[MUD-Dev] [MLP] NPC Complexity

Kwon Ekstrom justice at softhome.net
Tue Apr 23 09:29:27 New Zealand Standard Time 2002


From: "Sean Kelly" <sean at ffwd.cx>
> From: "Kwon Ekstrom" <justice at softhome.net>

>> Anyway, each creature in the game would maintain a list of
>> personal AI's, this is for the most part empty.  When events get
>> passed to the Creature, it passes them to the AI object first.
>> If the Creature doesn't have any personal AI's, it passes it up
>> to the next layer, the Racial AI.

> So do individuals learn?  I had been thinking about knowledge
> graphs, where what every NPC knew was represented by (probably)
> trees of concepts.  Then when NPCs talked, subtrees could be
> transferred between them, depending on the topic and length of
> conversation, with more details transferred as the conversation
> progressed.  Kind of like social genetic programs.
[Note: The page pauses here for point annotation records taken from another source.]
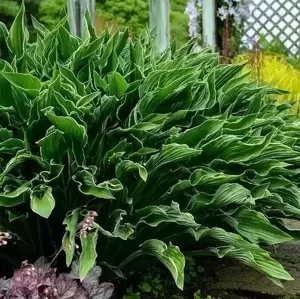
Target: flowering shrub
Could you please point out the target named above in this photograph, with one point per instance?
(230, 22)
(169, 150)
(40, 281)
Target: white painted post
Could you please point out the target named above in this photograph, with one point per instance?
(160, 20)
(209, 22)
(76, 12)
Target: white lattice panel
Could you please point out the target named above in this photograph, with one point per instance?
(276, 18)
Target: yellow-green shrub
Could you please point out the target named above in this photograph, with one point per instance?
(273, 69)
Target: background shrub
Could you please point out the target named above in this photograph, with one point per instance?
(112, 152)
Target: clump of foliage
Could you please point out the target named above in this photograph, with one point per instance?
(135, 16)
(275, 71)
(39, 280)
(115, 153)
(51, 12)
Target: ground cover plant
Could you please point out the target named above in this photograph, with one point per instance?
(39, 280)
(113, 153)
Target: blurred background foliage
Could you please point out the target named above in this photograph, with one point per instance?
(116, 13)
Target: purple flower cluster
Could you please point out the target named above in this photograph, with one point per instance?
(238, 9)
(193, 12)
(4, 236)
(88, 223)
(40, 281)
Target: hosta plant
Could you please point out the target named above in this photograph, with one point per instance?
(39, 281)
(113, 153)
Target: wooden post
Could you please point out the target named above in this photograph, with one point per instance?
(76, 12)
(160, 20)
(209, 22)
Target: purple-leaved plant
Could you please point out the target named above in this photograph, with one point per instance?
(40, 281)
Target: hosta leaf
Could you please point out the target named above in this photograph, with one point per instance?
(227, 194)
(209, 177)
(116, 225)
(171, 153)
(68, 242)
(52, 146)
(155, 215)
(117, 85)
(100, 291)
(170, 256)
(53, 173)
(86, 100)
(194, 136)
(17, 36)
(21, 157)
(14, 198)
(88, 186)
(68, 125)
(257, 228)
(39, 27)
(66, 287)
(241, 151)
(5, 134)
(246, 252)
(11, 146)
(88, 255)
(42, 201)
(126, 166)
(29, 84)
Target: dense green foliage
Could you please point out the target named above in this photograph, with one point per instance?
(169, 151)
(133, 14)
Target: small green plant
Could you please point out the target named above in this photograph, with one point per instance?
(113, 153)
(197, 295)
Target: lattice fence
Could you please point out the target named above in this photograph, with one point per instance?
(276, 18)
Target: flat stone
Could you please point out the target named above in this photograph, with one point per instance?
(239, 279)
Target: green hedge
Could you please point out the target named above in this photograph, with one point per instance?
(134, 14)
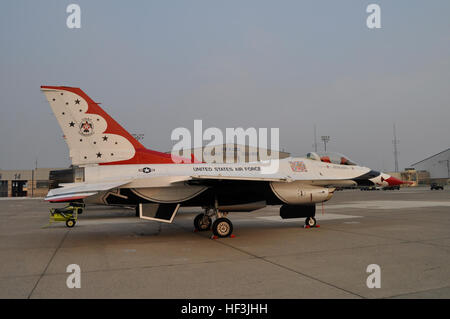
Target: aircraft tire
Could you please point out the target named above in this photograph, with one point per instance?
(222, 227)
(70, 223)
(311, 222)
(199, 222)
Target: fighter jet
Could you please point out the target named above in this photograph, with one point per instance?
(119, 170)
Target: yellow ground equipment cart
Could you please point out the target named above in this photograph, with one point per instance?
(68, 214)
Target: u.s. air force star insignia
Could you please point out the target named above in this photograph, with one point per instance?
(86, 127)
(298, 166)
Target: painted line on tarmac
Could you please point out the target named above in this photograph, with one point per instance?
(326, 216)
(388, 204)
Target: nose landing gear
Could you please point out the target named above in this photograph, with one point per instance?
(222, 227)
(310, 222)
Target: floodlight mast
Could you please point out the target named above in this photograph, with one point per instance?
(325, 139)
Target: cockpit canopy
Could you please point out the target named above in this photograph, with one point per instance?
(330, 157)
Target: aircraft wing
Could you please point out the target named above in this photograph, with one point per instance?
(75, 191)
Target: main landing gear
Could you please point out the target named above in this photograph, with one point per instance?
(221, 227)
(310, 222)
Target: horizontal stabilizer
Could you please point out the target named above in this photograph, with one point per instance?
(74, 191)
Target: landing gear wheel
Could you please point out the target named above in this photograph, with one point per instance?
(222, 227)
(70, 223)
(311, 222)
(202, 222)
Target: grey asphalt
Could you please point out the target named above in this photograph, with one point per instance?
(406, 233)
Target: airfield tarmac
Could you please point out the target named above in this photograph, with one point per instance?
(406, 233)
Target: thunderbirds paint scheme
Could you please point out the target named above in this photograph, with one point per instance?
(118, 170)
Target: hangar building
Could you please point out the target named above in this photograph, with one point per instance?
(437, 165)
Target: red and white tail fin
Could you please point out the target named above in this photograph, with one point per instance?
(92, 135)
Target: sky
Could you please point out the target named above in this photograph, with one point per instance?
(158, 65)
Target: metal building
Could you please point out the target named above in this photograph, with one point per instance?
(437, 165)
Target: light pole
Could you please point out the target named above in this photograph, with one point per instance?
(448, 166)
(325, 140)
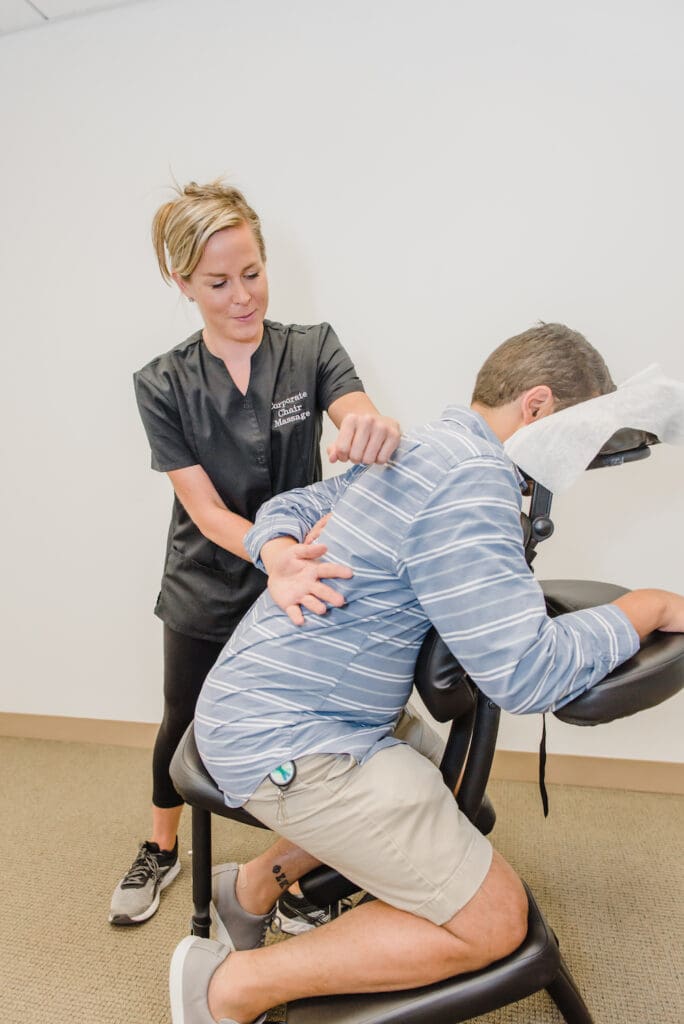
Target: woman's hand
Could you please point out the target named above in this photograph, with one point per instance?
(365, 437)
(295, 577)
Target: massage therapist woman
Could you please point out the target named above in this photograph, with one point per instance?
(233, 417)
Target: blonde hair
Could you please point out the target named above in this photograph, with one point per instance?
(181, 227)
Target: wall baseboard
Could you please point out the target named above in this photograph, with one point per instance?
(600, 773)
(519, 766)
(78, 730)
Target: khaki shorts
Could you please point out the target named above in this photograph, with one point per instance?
(390, 824)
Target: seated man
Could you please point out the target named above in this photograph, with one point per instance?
(296, 722)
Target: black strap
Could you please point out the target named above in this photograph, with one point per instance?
(545, 795)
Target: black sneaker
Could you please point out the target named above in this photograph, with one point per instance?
(136, 896)
(295, 914)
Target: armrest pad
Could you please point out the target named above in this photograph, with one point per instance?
(651, 676)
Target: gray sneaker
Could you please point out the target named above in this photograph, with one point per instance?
(236, 928)
(136, 896)
(193, 966)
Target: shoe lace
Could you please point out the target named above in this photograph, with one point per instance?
(144, 866)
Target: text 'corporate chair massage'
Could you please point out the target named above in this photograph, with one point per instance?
(655, 673)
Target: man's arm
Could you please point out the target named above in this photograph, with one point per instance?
(464, 558)
(295, 568)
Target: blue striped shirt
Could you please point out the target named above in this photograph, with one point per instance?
(432, 538)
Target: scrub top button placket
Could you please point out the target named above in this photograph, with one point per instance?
(258, 445)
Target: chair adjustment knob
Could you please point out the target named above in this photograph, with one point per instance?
(543, 527)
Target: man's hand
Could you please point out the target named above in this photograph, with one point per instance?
(295, 577)
(365, 437)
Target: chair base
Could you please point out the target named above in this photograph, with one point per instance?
(537, 964)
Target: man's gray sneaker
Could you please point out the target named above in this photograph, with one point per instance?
(294, 914)
(193, 966)
(236, 928)
(136, 896)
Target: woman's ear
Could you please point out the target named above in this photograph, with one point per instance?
(184, 286)
(537, 403)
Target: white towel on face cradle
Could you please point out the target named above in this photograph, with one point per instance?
(556, 451)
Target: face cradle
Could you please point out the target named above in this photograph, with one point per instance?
(230, 287)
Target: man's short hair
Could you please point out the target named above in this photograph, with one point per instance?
(551, 354)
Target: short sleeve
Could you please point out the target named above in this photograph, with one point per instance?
(336, 374)
(162, 421)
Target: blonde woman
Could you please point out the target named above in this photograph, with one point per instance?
(233, 417)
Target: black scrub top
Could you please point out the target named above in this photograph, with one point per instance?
(251, 446)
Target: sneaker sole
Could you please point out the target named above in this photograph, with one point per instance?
(125, 920)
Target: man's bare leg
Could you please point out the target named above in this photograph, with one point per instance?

It would be possible for NPC's to learn, the interface for the AI is
simple, merely an event trap.  How the AI handles these events is
entirely up to it.

You could add an NPC layer to the AI (which now that I think about
it, wouldn't be a bad idea anyway), which races propagate events to
when they're done handling them.  Then write an AI to allow NPC's to
transfer data between themselves.  Then you can add an AI to the
standard NPC init code allowing them to learn.

The problem is each NPC would require it's own base of information,
that would eat up alot more memory, you could possibly setup an
index layer between the actual NPC and it's Race, where each "like"
mob would share an AI, that'd cut your memory usage down
considerably.

I'm using the "higher" level AI's for 2 things, they're a central
distribution point, and it's a pooled AI, so all the creatures of
that grouping have access to it.

I still haven't generated a full layer mapping, although I expect
it'd look something like:

  individual
  group
  kingdom
  index
  race
  npc

Where group and kingdom layers can be nonexistant.  It's a simple
concept that scales well to complex solutions.  I haven't solidified
the interface for it either, but since it's an event driven mud, the
interface doesn't need to know how to do anything but handle events.

Although the AI is by nature reactive, it'd be possible to simulate
active behavior by capturing time events.  Where each "tick" and
"pulse" the mud sends out an event for the listeners to pick up.